For a business with around $788 billion in assets, the Barrick buy is tiny. But the overall shift is significant. Berkshire doesn’t normally trim positions, Buffett recently said. So even though the Oracle of Omaha may not personally be behind each portfolio shuffle, this all suggests more pervasive pessimism. Buying a gold miner’s shares fits: the metal should benefit if interest rates stay low for a long time.
That’s a departure from the U.S. cheerleader who stressed resilience in 2008. But look back at Buffett’s shareholder letters, and a glum tone isn’t unprecedented. In 1980, he lamented the return-killing “world of 12% inflation.” In 1987, he fretted about the hefty U.S. trade deficit. And in 2001 he said that he was “lukewarm” on stocks for the next decade.
There’s another reason for pessimism: his usual downturn strategy may no longer work. Sure, the firm’s compounded annual share-price gain since 1965 was double the S&P 500 Index’s through 2019. But since 2008, Berkshire’s compound annual return is roughly 1.5 percentage points below that benchmark. The price is down around 9% this year, as the market has hit a new record.
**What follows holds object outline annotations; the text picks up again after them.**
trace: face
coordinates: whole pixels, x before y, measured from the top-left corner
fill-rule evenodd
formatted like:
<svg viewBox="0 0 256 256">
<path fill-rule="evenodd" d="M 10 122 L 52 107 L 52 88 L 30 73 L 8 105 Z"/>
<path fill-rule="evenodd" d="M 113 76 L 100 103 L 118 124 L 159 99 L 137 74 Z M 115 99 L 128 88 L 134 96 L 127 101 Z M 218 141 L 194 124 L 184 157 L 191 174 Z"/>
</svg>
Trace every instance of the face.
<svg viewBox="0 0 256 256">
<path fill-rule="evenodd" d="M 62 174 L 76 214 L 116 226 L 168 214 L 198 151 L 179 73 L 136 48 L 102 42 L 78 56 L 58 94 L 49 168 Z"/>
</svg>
Some of this is down to badly timed investments like snack-maker Kraft Heinz. But central bank liquidity has flooded the market, and index tracking funds have created huge, herd-like moves. Investors who follow momentum now often trump those who analyze financial statements, and are likely to do so for the foreseeable future. The Oracle’s wisdom may still be rational – but markets aren’t.